Ezabatutako erabiltzailea -
Erantzun kopurua: 0

Hello everyone,

has anyone experience in using PyTorch on an AMD-GPU? I'm trying to get it running but at the moment I'm facing some issues. Any help to get it running is appreciated! In the following, I provide some info about what I already tried.

To be clear: it is not really necessary to me to solve the errors I got, I just need to be able to use PyTorch on my AMD-GPU. If somebody has an easy and straight forward way to achieve this, then this solution would be very appreciated. :D

Also, I'm new to linux and only switched from windows as it seems like linux is the mainly supported OS for using PyTorch on an AMD-GPU. I'm aware of pytorch-directml which enables to use AMD-GPUs on Windows, however, when running the python code I'm using for my master thesis, I get an error that a certain function is not implemented. I think this is due to the fact that pytorch-directml is still a pre-release.

- As far as I know, it is necessary to install ROCm in order to use PyTorch with AMD. Is this correct or are there any other/easier ways?

- If I want to use pip to install PyTorch for AMD, it seems like I'm limited to ROCm 4.2 (stable) and ROCm 4.3 (preview). In terms of GPU-Support: According to the AMD docs (https://docs.amd.com/bundle/Deprecations/page/Deprecations_and_Warnings.html) I can't go higher than ROCm 4.5 since it is the last release which supports my GPU (Vega 10 Chip). So it seems to me that these are the ROCm versions which can work for me.

I tried the following two approaches:

1. I tried using ROCm 4.2 which reqiures the 5.8.0-48 Kernel for Ubuntu 20.04.2. So far, the only way I found to achieve this is by downloading the latest Ubuntu release and then downgrading the kernel by downloading the specific kernel version and installing it via terminal. However, this seems to break some dependencies as I my second screen is suddenly not supported anymore and the whole UI is very slow and laggy (I was also warned by various websites that this will very probably happen - and it did :D) and I was not able to fix it. Also, the ROCm 4.2 installation did not succeed due to dependency errors which I could not resolve. I followed the steps in the AMD ROCm manual: https://rocmdocs.amd.com/en/latest/Installation_Guide/Installation-Guide.html

(Installing ROCm 4.2 on the 5.13 Kernel, which was the default one I had after installing Ubuntu, also gave an error.)

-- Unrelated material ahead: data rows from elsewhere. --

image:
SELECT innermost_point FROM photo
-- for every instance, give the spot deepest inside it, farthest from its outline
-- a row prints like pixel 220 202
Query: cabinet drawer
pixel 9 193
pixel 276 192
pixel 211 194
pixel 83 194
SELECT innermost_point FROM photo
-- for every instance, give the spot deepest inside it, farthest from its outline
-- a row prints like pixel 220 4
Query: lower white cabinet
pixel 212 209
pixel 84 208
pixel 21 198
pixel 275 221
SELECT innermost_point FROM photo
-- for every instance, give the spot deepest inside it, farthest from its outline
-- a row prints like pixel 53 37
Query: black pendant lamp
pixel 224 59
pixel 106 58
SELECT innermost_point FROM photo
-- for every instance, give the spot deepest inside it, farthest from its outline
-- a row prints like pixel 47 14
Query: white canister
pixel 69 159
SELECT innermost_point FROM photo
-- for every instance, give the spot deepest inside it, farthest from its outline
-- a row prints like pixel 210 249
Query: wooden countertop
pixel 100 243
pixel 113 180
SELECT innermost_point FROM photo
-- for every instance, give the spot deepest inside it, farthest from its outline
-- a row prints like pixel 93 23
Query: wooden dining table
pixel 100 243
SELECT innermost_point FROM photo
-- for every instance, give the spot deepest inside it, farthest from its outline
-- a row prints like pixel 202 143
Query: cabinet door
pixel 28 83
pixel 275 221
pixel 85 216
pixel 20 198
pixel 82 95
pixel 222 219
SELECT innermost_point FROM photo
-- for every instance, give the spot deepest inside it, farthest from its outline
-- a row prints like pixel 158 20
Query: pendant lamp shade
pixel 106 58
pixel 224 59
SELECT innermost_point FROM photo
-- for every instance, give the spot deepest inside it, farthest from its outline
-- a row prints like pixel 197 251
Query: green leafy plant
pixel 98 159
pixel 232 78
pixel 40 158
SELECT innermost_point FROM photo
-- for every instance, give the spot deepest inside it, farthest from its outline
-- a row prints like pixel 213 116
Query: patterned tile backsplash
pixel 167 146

2. I tried using ROCm 4.5 which requires Ubuntu 20.04.3 LTS with 5.11 HWE Kernel. My Ubuntu installation indeed gives me the opportunity to select the 5.11 Kernel from the bootloader directly without any manual kernel installation like in the previous approach. However, the ROCm installation script also gives an error:

dpkg: error processing package amdgpu-dkms (--configure):
 installed amdgpu-dkms package post-installation script subprocess returned error exit status 10

[...]

Errors were encountered while processing:
 amdgpu-dkms

And again, suddenly the second screen is not working anymore and the whole UI is very slow and laggy. Also, the amdgpu-driver is not listed anymore when running "sudo lshw -class display". Re-installing the amdgpu-driver does also not work as it uninstalls the ROCm stuff again and the UI is still broken. :D


I think running PyTorch for AMD in Windows would be the easiest solution for me since it is my main OS, but getting it running in another way (= on Linux) is also totally fine.

I hope anyone can help and thanks in advance!